Freezing Temperature (T_f)

The temperature below which the motion of Polar Nano Regions (PNRs) becomes frozen, resulting in a transition to a non-ergodic relaxor state with remanent polarization.

Temperature of Dielectric Maximum (T_m)

The temperature at which dielectric permittivity reaches its maximum value. In relaxors, T_m is broad and frequency-dependent, unlike the sharp T_C of normal ferroelectrics.

Polar Nano Regions (PNRs)

Nanoscale clusters (10–50 nm) of locally aligned dipoles forming below the Burns temperature. Their dynamic behavior governs the dielectric response of relaxor ferroelectrics.

Ergodic State

A high-temperature, dynamic state where PNRs fluctuate freely and reversibly, showing frequency-dependent polarization behavior.

Non-Ergodic State

A low-temperature, frozen state where PNRs become static, leading to hysteresis and remanent polarization similar to classical ferroelectrics.

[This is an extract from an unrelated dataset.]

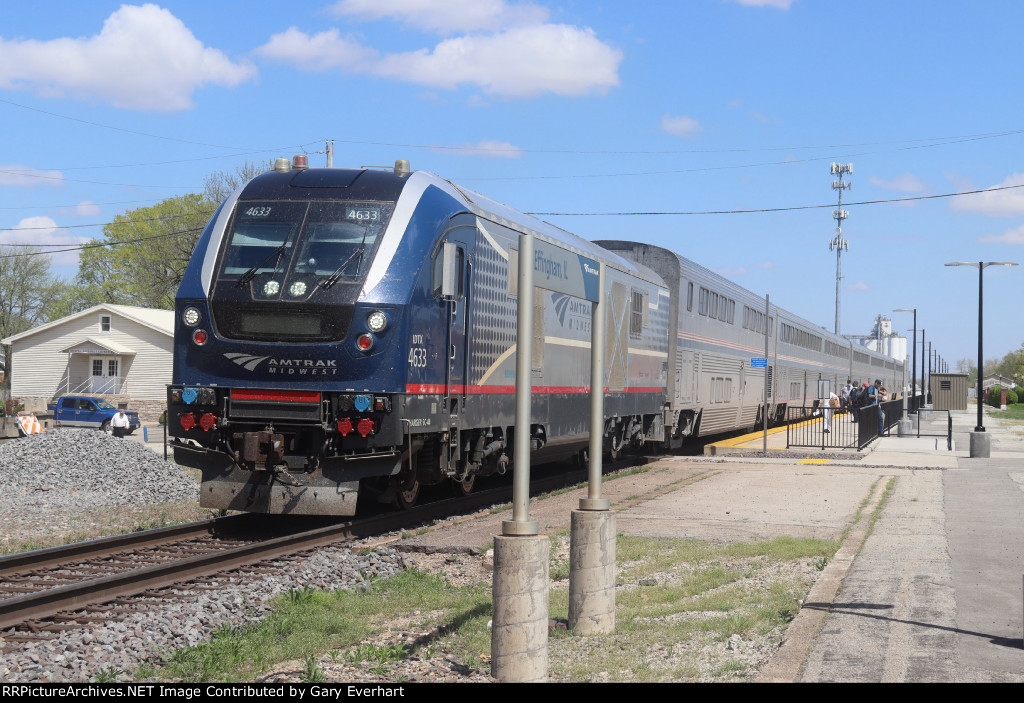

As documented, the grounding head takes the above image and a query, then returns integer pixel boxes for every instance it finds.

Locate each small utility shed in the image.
[0,305,174,408]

Diffuse Phase Transition (DPT)

A gradual dielectric transition characterized by a broad permittivity peak, typical of relaxor ferroelectrics with compositional disorder.

Piezoelectric Effect

The generation of electric charge in response to mechanical stress, or vice versa. Prominent in non-centrosymmetric ferroelectric and relaxor materials.

Electrostriction

A quadratic coupling between electric polarization and mechanical strain, intrinsic to all dielectrics and significant in ferroelectric and relaxor systems.

Maxwell–Wagner Polarization

Interfacial polarization arising from charge accumulation at grain boundaries or interfaces, often observed in ceramics and composite relaxors.